3-Achs-Magnetometer

Sondierungen im Bohrlochverfahren kommen in der Kampfmittelbergung dann zum Einsatz, wenn die zu untersuchenden Bereiche besonders tief im Boden liegen oder sich die Oberflächensituation sehr komplex gestaltet. Dabei wird die Sonde in einem Bohrloch in die erforderliche Tiefe gebracht und die Messung entlang des Bohrpfades durchgeführt.

3-Achs-Magnetometer-Sondierung im Bohrlochraster
3-Achs-Magnetometer-Sondierung im Bohrlochraster

Beim Messsystem 3-Achs-Magnetometer handelt es sich um ein passives Ortungsverfahren, das auf dem Prinzip der Geomagnetik beruht. Ziel des Verfahrens ist die Detektion magnetischer Anomalien im Erdmagnetfeld, die von eisenhaltigen Objekten hervorgerufen werden.

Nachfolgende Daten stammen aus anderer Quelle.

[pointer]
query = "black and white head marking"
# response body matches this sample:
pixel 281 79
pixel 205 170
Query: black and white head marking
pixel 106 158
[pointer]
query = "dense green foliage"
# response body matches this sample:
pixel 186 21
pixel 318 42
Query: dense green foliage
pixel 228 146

Gegenüber herkömmlichen Vertikalgradiometern liefert das 3-Achs-Magnetometer System durch die dreidimensionale differentielle Datenerfassung zusätzliche Informationen, die für die Bewertung komplexer Situationen wie in der Nähe von Spundwänden, Verbau oder Bohrpfählen von Vorteil sind. Die Methode lässt sich auch zur Erkundung der Sedimentschicht in Gewässern anwenden.

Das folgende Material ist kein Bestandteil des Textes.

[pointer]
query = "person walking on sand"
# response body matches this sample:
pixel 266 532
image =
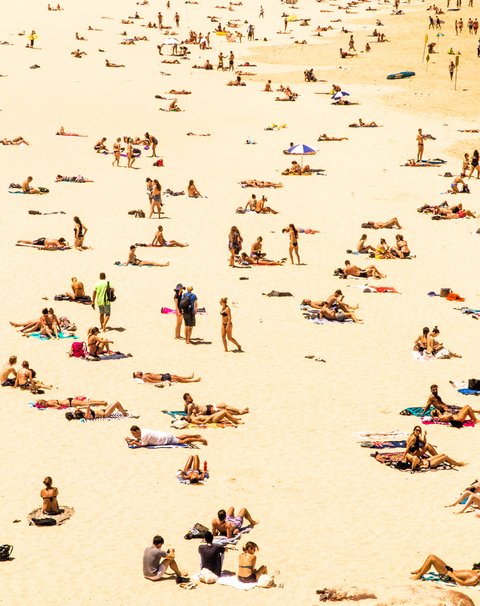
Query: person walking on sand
pixel 226 315
pixel 102 295
pixel 177 297
pixel 420 145
pixel 117 148
pixel 156 562
pixel 291 230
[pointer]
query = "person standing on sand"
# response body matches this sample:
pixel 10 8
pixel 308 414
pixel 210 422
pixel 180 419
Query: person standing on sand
pixel 226 315
pixel 104 304
pixel 420 145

3-Achs-Magnetometer-Sondierung am Versmannkai Hamburg
3-Achs-Magnetometer-Sondierung am Versmannkai Hamburg

Durch den Einsatz speziell entwickelter teilautomatisierter Bohrlafetten wird über die automatisierte DGPS-Ansteuerung der Bohrpunkte und die lotrechte Lafettenführung ein absolut exaktes Bohrlochraster auch in großen Tiefen erreicht. Hierdurch steigt die Qualität der Datenbasis für eine zielführende Interpretation der Messdaten erheblich und steigert so die sichere Interpretation zum Ausschluss von kampfmittelverdächtigen Anomalien sowie deren Tiefen- und Lagebestimmung.

 

3-Achs-Magnetometer-Sondiersystem

 

Einsatz / Vorteile

  • UXO-Detektion
  • Bohrlochsondierung
  • Objektsuche

 

4R-EM

Die 4R-EM-Methode im Bohrloch ist ein Spezialverfahren für komplexe Fragestellungen, wenn die Aussagen der Geomagnetik allein stark limitiert sind. Die gleichzeitige Auswertung von magnetischen und elektromagnetischen Daten bietet weitreichende Möglichkeiten in der Kampfmittelerkundung. Störeinflüsse wie z. B. Ziegelschutt lassen sich mit der Elektromagnetik ausblenden.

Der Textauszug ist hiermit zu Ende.